Custom Exceptions
Java's built-in exceptions cover general problems, but they rarely describe your application's specific business rules. A NumberFormatException tells you nothing about insufficient funds, an expired session, or a duplicate order — for that, you define your own exception class.
Extending Exception vs RuntimeException
A custom exception is created by extending either Exception (making it checked — callers must catch or declare it) or RuntimeException (making it unchecked — no compiler enforcement).
A checked custom exception
Java
public class InsufficientFundsException extends Exception {
public InsufficientFundsException(String message) {
super(message);
}
}An unchecked custom exception
Java
public class InvalidAccountStateException extends RuntimeException {
public InvalidAccountStateException(String message) {
super(message);
}
}In both cases, the constructor simply forwards the message string to the superclass constructor with super(message), which is what makes getMessage() return it later and what makes the message show up in a stack trace.
Choosing Checked vs Unchecked
Tip
Make a custom exception checked when it represents a condition the caller can reasonably be expected to recover from, and you want the compiler to force every caller to think about that possibility — think insufficient funds, a file not found, a failed network call. Make it unchecked when it represents a programming error or a violated invariant that callers shouldn't need to handle at every call site — think an invalid internal state or a precondition that should never fail if the code above is correct.

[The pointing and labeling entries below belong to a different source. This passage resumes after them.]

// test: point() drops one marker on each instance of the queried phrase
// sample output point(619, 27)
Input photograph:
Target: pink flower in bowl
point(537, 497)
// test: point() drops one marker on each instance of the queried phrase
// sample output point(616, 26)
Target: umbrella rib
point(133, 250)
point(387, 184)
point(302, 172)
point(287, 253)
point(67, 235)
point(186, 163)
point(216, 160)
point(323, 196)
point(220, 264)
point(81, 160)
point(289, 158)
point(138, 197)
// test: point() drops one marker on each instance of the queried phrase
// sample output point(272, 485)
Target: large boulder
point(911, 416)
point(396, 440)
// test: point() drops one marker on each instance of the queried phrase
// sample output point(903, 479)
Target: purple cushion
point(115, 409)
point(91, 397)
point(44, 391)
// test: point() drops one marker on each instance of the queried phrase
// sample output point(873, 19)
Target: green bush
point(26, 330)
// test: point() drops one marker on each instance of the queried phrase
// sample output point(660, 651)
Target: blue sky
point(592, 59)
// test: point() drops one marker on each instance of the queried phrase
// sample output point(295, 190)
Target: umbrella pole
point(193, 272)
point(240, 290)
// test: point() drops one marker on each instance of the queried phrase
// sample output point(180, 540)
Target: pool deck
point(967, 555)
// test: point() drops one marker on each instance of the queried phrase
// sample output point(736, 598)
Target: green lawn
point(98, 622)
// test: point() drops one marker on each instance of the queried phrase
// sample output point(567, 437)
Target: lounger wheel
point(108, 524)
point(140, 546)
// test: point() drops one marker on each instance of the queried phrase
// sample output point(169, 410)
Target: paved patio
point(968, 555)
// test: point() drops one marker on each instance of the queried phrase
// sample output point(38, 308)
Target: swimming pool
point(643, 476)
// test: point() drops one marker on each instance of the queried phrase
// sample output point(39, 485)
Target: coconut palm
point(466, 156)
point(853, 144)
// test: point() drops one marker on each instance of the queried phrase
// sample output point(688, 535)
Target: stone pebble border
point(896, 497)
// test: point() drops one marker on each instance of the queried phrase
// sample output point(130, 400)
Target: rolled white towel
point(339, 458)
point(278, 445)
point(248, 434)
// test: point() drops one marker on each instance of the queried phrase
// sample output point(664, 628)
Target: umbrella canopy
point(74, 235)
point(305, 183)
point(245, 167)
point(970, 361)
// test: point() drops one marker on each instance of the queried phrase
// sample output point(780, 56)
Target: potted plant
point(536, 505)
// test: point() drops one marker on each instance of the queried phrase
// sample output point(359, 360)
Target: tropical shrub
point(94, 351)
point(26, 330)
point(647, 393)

Scenario | Recommended Base | Reasoning |
Insufficient funds for a withdrawal | Exception (checked) | A recoverable, expected business condition — force callers to handle it |
An account object was used after being closed | RuntimeException (unchecked) | A programming bug — shouldn't happen if the code is correct |
Worked Example: A Banking Application
InsufficientFundsException.java
Java
public class InsufficientFundsException extends Exception {
private final double shortfall;
public InsufficientFundsException(String message, double shortfall) {
super(message);
this.shortfall = shortfall;
}
public double getShortfall() {
return shortfall;
}
}BankAccount.java
Java
public class BankAccount {
private double balance;
public BankAccount(double balance) {
this.balance = balance;
}
public void withdraw(double amount) throws InsufficientFundsException {
if (amount > balance) {
double shortfall = amount - balance;
throw new InsufficientFundsException(
"Cannot withdraw " + amount + ", balance is only " + balance,
shortfall);
}
balance -= amount;
}
public static void main(String[] args) {
BankAccount account = new BankAccount(100.0);
try {
account.withdraw(250.0);
} catch (InsufficientFundsException e) {
System.out.println(e.getMessage());
System.out.println("You are short by: " + e.getShortfall());
}
}
}Cannot withdraw 250.0, balance is only 100.0 You are short by: 150.0
Note
Because InsufficientFundsException extends the checked Exception, the compiler forced withdraw to declare throws InsufficientFundsException, which in turn forced main to either catch it or declare it too. Custom exception fields like shortfall above let you attach structured, business-specific data to the failure — something a generic built-in exception could never carry.
Tip
Naming convention: custom exception classes conventionally end in Exception (or Error for the rare unrecoverable case), making their purpose obvious at a glance wherever they're thrown or caught.